Reese v. State

7 So. 3d 651 (2009)

Evans REESE, Appellant,
v.
The STATE of Florida, Appellee.

No. 3D08-3189.

District Court of Appeal of Florida, Third District.

April 29, 2009. Rehearing Denied May 19, 2009.

Evans Reese, in proper person.

Bill McCollum, Attorney General; Katherine Fernandez Rundle, State Attorney, and Penny H. Brill, Assistant State Attorney, for appellee.

Before ROTHENBERG, LAGOA, and SALTER, JJ.

ROTHENBERG, J.

Evans Reese ("Reese"), a frequent appellant in this Court,[1] makes yet another appearance regarding a 1994 case in which he was convicted of two counts of armed robbery. Reese is now appealing the trial *652 court's denial of his motion to compel the State Attorney's Office to release all written statements and depositions by Nelson Lopez and Arnold Guerra pursuant to his public records request filed on September 29, 2006. The operative facts are as follows.
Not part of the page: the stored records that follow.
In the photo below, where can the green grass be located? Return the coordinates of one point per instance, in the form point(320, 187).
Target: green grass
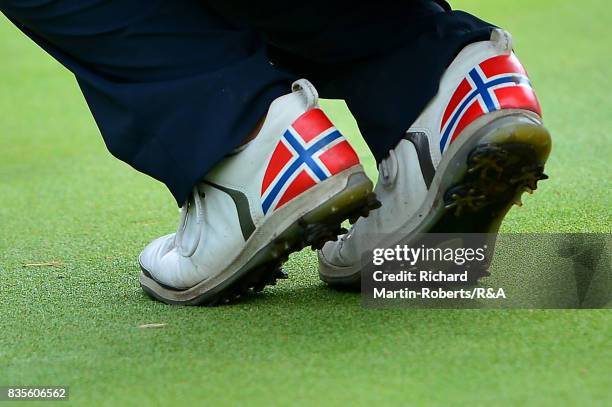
point(64, 199)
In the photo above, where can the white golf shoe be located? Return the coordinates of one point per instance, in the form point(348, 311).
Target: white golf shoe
point(292, 186)
point(473, 151)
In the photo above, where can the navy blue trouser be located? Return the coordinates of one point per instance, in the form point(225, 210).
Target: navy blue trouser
point(174, 85)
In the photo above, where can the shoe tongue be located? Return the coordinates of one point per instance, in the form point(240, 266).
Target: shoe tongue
point(308, 91)
point(189, 230)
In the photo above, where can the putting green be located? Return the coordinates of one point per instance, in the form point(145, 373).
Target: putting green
point(73, 220)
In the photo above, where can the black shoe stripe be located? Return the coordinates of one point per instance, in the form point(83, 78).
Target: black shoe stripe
point(242, 206)
point(421, 145)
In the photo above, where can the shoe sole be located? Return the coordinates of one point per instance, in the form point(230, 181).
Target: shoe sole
point(474, 189)
point(350, 196)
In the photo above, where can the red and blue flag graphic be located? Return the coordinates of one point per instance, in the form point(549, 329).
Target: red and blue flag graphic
point(498, 83)
point(310, 151)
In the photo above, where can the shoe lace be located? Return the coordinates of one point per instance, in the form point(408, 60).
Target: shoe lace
point(196, 198)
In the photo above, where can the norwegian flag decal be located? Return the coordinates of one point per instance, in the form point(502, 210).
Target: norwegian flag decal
point(498, 83)
point(310, 151)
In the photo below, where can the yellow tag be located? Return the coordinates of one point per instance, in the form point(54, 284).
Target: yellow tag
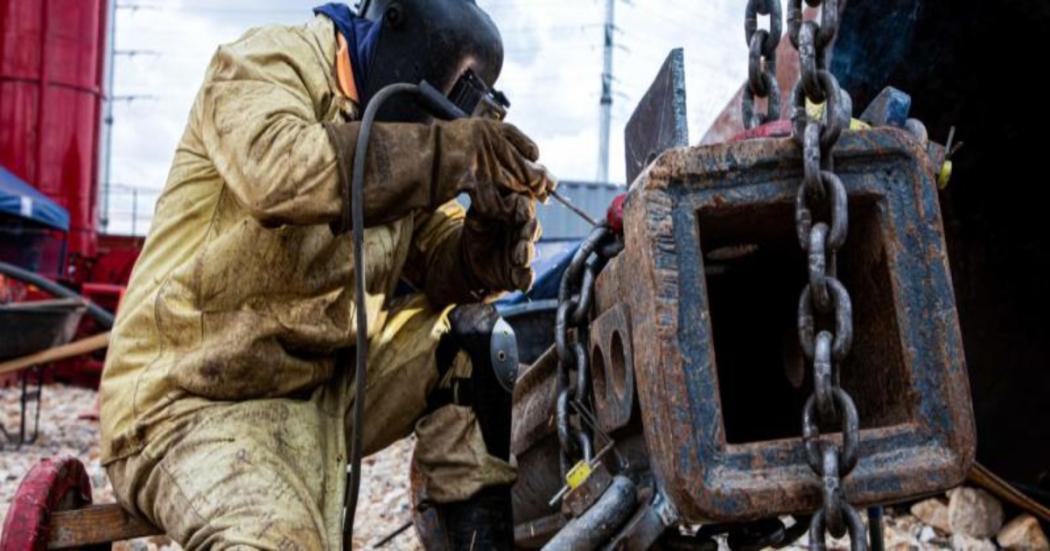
point(945, 176)
point(579, 474)
point(816, 111)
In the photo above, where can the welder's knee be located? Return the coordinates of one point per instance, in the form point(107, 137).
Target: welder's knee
point(480, 332)
point(245, 477)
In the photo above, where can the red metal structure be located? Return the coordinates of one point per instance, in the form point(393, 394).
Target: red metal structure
point(50, 99)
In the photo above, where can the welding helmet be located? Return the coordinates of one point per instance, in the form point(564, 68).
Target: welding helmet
point(440, 41)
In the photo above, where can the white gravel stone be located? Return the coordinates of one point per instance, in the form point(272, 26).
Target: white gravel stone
point(932, 512)
point(974, 512)
point(383, 507)
point(965, 543)
point(384, 504)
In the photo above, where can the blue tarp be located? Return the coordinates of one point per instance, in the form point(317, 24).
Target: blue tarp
point(21, 199)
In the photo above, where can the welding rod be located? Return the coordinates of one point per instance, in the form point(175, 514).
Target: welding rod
point(576, 210)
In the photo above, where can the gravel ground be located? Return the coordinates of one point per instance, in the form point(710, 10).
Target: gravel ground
point(63, 430)
point(67, 428)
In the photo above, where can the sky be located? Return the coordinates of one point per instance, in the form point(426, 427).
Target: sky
point(552, 75)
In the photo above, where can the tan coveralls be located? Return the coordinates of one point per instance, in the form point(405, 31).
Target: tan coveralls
point(224, 409)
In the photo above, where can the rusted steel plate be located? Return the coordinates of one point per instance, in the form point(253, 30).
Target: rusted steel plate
point(658, 122)
point(718, 461)
point(612, 367)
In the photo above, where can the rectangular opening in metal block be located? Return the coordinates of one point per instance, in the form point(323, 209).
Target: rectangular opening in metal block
point(755, 271)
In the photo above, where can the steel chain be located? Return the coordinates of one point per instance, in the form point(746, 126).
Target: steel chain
point(575, 296)
point(824, 310)
point(761, 62)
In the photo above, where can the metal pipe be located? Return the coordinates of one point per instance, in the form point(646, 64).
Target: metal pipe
point(102, 316)
point(601, 522)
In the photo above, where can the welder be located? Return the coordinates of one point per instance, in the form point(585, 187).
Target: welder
point(227, 390)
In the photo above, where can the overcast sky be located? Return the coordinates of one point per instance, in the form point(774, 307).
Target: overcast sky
point(551, 75)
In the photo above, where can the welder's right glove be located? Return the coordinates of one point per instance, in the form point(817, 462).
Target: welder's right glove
point(416, 166)
point(498, 253)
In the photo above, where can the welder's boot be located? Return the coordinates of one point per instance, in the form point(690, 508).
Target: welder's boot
point(482, 522)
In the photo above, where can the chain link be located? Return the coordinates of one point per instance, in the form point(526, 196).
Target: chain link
point(761, 62)
point(824, 310)
point(572, 319)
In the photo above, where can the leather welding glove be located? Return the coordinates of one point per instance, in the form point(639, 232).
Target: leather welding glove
point(499, 253)
point(416, 166)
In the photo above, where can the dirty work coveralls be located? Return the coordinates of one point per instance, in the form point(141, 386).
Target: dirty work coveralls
point(224, 408)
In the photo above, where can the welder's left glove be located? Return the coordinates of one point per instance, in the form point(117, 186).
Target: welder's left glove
point(499, 252)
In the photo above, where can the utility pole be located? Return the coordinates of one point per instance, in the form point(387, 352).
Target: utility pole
point(107, 117)
point(606, 112)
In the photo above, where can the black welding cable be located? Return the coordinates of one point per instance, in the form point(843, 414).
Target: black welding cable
point(361, 354)
point(102, 316)
point(432, 100)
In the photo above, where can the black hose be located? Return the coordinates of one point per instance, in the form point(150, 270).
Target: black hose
point(597, 525)
point(432, 100)
point(357, 227)
point(101, 315)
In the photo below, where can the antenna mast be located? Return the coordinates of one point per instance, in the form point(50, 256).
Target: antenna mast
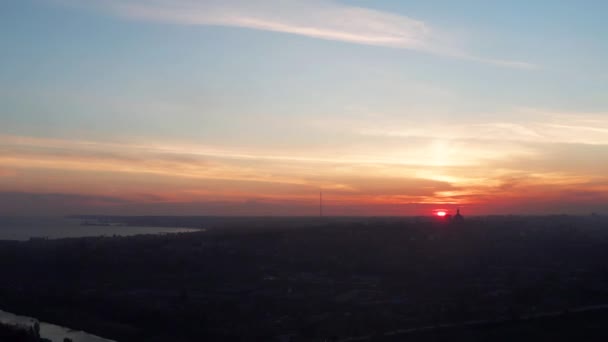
point(320, 203)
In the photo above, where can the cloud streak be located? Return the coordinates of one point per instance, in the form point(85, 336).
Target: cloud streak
point(321, 19)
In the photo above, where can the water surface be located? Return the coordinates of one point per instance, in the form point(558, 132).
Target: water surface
point(24, 228)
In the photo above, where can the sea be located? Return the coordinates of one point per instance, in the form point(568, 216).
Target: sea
point(25, 228)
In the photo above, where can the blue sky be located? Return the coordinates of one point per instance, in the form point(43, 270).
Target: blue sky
point(486, 85)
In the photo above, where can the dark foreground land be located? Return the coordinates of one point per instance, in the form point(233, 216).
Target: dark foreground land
point(493, 278)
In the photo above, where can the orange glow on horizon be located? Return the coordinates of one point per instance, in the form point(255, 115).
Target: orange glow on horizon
point(441, 213)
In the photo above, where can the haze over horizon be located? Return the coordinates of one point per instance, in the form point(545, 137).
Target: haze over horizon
point(251, 107)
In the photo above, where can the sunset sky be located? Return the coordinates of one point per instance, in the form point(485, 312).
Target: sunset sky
point(250, 107)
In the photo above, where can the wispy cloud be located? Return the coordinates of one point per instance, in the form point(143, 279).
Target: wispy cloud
point(323, 19)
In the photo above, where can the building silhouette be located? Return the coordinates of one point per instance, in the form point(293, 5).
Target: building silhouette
point(458, 218)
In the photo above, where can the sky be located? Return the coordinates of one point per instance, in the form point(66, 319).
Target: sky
point(252, 107)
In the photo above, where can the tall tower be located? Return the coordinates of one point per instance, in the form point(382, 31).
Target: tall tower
point(320, 203)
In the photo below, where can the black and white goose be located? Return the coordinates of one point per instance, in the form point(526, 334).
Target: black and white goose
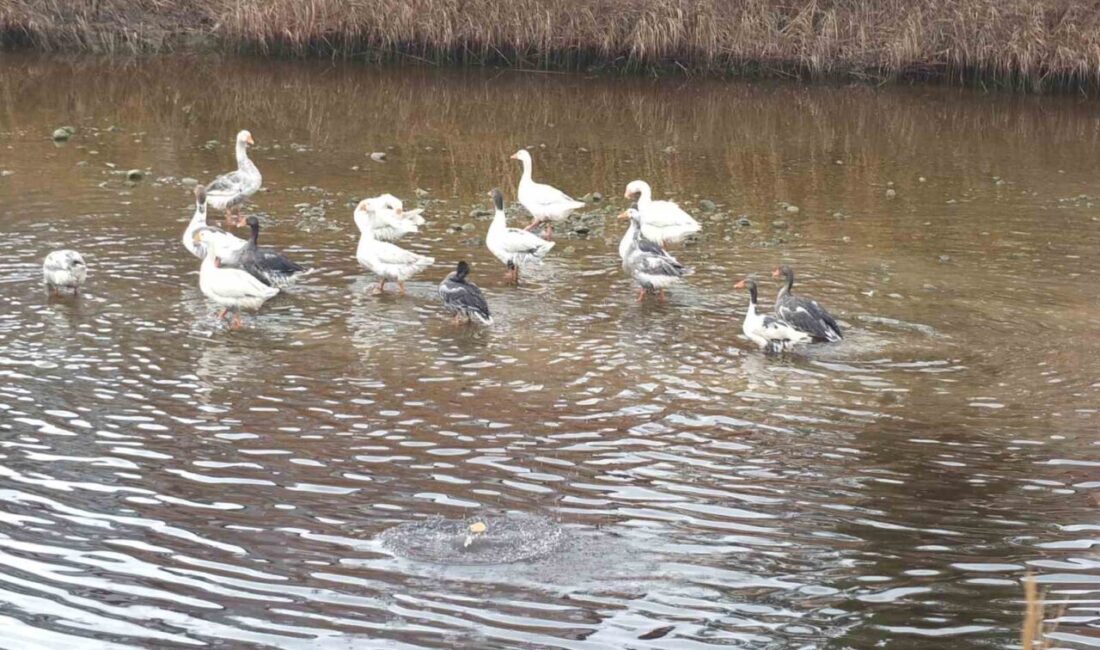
point(770, 333)
point(268, 265)
point(649, 264)
point(803, 314)
point(461, 297)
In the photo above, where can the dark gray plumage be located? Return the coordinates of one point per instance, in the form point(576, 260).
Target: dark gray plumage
point(461, 297)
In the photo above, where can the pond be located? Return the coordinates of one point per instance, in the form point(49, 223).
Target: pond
point(167, 482)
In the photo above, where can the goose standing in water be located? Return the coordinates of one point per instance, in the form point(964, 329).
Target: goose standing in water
point(512, 245)
point(661, 221)
point(227, 286)
point(649, 264)
point(64, 272)
point(388, 218)
point(229, 191)
point(461, 297)
point(547, 204)
point(770, 333)
point(218, 239)
point(804, 315)
point(268, 265)
point(385, 260)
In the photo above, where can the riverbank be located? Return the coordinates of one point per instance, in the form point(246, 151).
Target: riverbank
point(1042, 45)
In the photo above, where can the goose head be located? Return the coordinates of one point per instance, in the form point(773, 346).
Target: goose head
point(637, 190)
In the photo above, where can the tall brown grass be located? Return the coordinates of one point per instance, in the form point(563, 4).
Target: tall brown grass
point(1029, 44)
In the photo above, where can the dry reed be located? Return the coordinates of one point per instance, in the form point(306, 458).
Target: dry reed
point(1029, 44)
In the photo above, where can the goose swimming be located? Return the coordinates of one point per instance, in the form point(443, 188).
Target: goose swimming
point(769, 332)
point(461, 297)
point(64, 272)
point(804, 315)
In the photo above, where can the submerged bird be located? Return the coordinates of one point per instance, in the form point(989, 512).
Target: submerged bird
point(228, 286)
point(661, 221)
point(387, 261)
point(461, 297)
point(512, 245)
point(649, 264)
point(547, 204)
point(770, 333)
point(388, 218)
point(229, 191)
point(804, 315)
point(64, 272)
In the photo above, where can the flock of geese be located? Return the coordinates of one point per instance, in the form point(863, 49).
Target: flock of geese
point(240, 274)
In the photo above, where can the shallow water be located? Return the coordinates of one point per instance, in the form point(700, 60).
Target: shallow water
point(169, 483)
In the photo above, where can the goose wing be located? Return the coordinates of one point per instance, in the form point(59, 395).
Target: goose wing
point(806, 316)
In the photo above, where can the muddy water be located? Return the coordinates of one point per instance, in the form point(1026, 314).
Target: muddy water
point(168, 483)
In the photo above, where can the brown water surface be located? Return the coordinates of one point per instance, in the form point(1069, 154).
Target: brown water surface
point(165, 482)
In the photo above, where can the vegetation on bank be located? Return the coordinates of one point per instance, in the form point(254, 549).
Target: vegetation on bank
point(1027, 44)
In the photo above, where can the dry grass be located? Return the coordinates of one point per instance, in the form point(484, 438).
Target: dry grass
point(1029, 44)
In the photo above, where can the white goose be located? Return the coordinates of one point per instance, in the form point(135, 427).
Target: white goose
point(387, 261)
point(770, 333)
point(64, 272)
point(388, 218)
point(224, 243)
point(661, 221)
point(510, 245)
point(547, 204)
point(227, 286)
point(229, 191)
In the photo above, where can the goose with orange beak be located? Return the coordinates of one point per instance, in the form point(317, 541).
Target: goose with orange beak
point(229, 191)
point(662, 222)
point(546, 202)
point(772, 334)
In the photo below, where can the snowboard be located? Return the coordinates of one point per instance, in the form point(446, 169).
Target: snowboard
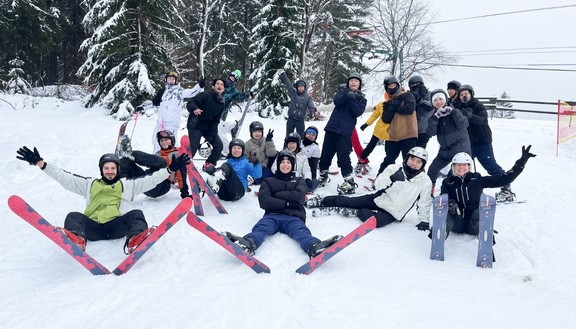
point(356, 234)
point(181, 209)
point(26, 212)
point(241, 122)
point(487, 210)
point(195, 177)
point(438, 232)
point(256, 265)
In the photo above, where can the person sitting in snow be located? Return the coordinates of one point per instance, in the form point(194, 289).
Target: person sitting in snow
point(106, 215)
point(230, 180)
point(261, 149)
point(398, 189)
point(464, 188)
point(292, 144)
point(131, 166)
point(281, 198)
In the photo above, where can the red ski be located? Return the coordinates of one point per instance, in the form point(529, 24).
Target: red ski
point(317, 261)
point(26, 212)
point(181, 209)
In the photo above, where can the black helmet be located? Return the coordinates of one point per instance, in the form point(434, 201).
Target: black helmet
point(236, 142)
point(109, 157)
point(466, 87)
point(166, 134)
point(390, 79)
point(454, 85)
point(285, 154)
point(357, 76)
point(414, 80)
point(292, 137)
point(173, 74)
point(256, 125)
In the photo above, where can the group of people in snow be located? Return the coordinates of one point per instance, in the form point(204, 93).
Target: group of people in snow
point(406, 120)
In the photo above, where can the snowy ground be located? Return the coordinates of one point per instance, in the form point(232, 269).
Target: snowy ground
point(385, 280)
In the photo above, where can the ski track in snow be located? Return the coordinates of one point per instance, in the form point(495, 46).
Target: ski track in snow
point(385, 280)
On or about September 29, 2006, Reese sought a copy of the entire prosecutor's file in the instant case. On January 8, 2007, the State Attorney's Office sent Reese "a true and correct copy of the State Attorney's file," along with a cover letter encouraging him to contact Avilio Alfonso, the records specialist with the Miami-Dade County State Attorney's Office, if he needed further assistance. On July 18, 2008, approximately one-and-a-half years later, Reese sent a letter to the State Attorney's Office alleging that he had not received certain requested depositions and discovery. The State responded that it had sent him a complete copy of the file and that pursuant to statutory authority, the file had been destroyed. In response, Reese filed a motion to compel the production of these materials, which was denied by the trial court.

Because we find no error, we affirm. The State sent Reese a copy of his file in January of 2006. Pursuant to section 119.021(2), Florida Statutes (2007),[2] the file was destroyed in 2007, thereby making it impossible for the trial court to grant Reese's motion to compel its production.

Affirmed.

NOTES

[1] See Reese v. State, 936 So. 2d 579 (Fla. 3d DCA 2006); Reese v. State, 972 So. 2d 194 (Fla. 3d DCA 2007); Reese v. State, 899 So. 2d 428 (Fla. 3d DCA 2005); Reese v. State, 814 So. 2d 1053 (Fla. 3d DCA 2002); Reese v. State, 789 So. 2d 1000 (Fla. 3d DCA 2001); Reese v. State, 782 So. 2d 882 (Fla. 3d DCA 2001); Reese v. State, 770 So. 2d 689 (Fla. 3d DCA 2000); Reese v. State, 753 So. 2d 800 (Fla. 3d DCA 2000); Reese v. State, 683 So. 2d 645 (Fla. 3d DCA 1996) (affirming Reese's convictions and sentence on direct appeal).

[2] Pursuant to the General Records Schedule G59 for State Attorneys, the State Attorney's office is only required to retain files for adult felony cases for one year after disposition. However, the State Attorney's Office has adopted a records retention policy which requires retention of records for first degree felonies for ten years after the case is closed. Because the convictions and sentence were affirmed in 1996, the file was properly destroyed in 2007.